Multi Objective Optimization Of UAV Base Station Deployment For Enhanced VANET Connectivity Using NSGA-II
Abstract
In the context of Vehicular Ad Hoc Networks (VANETs), UAV base stations have emerged as a critical component for extending network coverage and connectivity. However, the optimal placement of these UAV base stations is a complex challenge that requires a delicate balance between maximizing coverage and minimizing latency—two key factors crucial for enhancing overall network performance. To tackle these challenges comprehensively, we introduce a multifaceted mechanism[1] aimed at optimizing both coverage and latency for UAV base stations within VANETs. This mechanism unfolds in two main stages: Firstly, we address the critical question of optimal altitude selection for UAV base stations.
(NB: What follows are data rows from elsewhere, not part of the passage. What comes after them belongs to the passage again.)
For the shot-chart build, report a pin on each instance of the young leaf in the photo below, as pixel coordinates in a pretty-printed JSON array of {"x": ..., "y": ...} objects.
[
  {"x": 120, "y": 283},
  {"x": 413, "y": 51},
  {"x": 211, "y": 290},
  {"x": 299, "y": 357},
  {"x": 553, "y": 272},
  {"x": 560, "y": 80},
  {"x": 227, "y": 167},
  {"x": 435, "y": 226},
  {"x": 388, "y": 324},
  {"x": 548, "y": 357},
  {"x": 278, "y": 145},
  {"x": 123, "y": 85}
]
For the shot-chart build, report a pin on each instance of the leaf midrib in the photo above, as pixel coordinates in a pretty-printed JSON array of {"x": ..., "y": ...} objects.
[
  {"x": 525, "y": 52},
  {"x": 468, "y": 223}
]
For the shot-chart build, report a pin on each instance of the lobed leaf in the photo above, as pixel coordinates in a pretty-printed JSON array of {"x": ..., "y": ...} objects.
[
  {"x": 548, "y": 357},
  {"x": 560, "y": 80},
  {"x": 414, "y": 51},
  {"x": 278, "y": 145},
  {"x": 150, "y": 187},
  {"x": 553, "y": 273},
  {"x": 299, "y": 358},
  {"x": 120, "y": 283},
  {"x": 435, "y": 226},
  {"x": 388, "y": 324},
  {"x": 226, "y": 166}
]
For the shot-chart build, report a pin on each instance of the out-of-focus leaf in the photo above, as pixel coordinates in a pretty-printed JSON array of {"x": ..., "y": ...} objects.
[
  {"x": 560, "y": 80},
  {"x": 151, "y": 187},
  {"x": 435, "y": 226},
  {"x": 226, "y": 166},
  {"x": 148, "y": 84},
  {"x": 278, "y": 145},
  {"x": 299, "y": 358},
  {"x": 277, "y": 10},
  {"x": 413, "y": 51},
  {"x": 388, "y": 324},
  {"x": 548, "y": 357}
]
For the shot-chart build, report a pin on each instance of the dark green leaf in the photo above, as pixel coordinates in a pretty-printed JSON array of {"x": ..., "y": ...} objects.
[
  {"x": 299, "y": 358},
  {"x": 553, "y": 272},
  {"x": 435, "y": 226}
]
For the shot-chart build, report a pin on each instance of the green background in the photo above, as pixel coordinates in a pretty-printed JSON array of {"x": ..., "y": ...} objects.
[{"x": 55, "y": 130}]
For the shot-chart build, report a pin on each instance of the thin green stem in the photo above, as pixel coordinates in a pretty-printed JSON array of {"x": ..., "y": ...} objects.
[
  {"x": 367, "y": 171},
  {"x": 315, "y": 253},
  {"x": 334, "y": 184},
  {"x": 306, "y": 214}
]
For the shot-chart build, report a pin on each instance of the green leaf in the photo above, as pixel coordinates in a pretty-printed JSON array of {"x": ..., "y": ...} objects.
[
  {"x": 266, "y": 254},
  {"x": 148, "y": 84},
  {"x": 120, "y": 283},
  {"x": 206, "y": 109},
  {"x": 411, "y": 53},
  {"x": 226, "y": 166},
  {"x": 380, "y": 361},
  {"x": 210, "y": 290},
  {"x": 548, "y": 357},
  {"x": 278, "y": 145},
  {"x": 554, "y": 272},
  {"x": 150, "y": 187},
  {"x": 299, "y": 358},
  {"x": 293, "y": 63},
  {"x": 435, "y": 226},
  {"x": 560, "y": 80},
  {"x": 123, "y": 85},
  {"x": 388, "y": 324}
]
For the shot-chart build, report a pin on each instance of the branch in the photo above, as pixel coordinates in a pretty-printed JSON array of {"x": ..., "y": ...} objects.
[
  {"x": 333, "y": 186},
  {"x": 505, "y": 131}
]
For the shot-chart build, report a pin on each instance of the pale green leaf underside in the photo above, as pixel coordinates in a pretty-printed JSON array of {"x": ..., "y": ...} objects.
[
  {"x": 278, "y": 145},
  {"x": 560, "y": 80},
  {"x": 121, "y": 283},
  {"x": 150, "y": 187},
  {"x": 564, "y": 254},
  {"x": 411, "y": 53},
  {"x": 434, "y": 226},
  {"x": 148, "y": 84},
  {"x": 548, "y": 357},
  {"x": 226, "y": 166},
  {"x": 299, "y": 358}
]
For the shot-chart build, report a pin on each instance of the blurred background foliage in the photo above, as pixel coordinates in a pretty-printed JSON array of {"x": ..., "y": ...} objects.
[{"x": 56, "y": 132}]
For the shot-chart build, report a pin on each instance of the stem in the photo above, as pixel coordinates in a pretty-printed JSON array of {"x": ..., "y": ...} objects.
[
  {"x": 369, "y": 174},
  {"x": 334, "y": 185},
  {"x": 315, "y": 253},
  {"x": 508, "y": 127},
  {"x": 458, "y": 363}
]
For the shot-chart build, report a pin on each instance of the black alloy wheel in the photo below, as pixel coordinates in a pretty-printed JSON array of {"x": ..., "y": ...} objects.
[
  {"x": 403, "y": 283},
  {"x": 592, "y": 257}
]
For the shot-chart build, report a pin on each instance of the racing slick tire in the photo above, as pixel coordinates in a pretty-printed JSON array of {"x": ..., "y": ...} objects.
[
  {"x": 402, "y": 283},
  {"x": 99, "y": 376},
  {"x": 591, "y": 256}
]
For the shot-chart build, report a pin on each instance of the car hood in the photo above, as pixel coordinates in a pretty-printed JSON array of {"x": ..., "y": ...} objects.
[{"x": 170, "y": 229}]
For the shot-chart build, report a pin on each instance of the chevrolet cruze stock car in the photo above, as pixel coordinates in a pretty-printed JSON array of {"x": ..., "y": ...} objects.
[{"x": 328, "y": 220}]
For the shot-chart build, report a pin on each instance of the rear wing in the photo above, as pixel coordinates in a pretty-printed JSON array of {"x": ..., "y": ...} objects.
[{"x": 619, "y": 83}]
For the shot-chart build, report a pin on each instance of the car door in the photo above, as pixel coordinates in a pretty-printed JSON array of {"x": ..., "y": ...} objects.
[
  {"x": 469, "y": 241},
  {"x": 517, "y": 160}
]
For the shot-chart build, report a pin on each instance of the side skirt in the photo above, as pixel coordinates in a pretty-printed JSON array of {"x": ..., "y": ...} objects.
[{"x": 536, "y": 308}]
This foundational step is essential in ensuring effective coverage and reducing latency. Subsequently, we employ the Non-dominated Sorting Genetic Algorithm II (NSGA-II) in conjunction with crowding techniques to thoroughly explore the solution space. This synergistic approach identifies solutions that strike a harmonious balance between maximizing coverage and minimizing latency, ultimately optimizing overall network operation. To evaluate the effectiveness of our proposed mechanism, we rigorously benchmark it against contemporary standards. Through comprehensive analysis, we assess its impact on both coverage and latency, revealing significant potential for substantial performance improvements. The empirical results underscore the viability of our mechanism in enhancing the efficiency of UAV base stations within VANETs.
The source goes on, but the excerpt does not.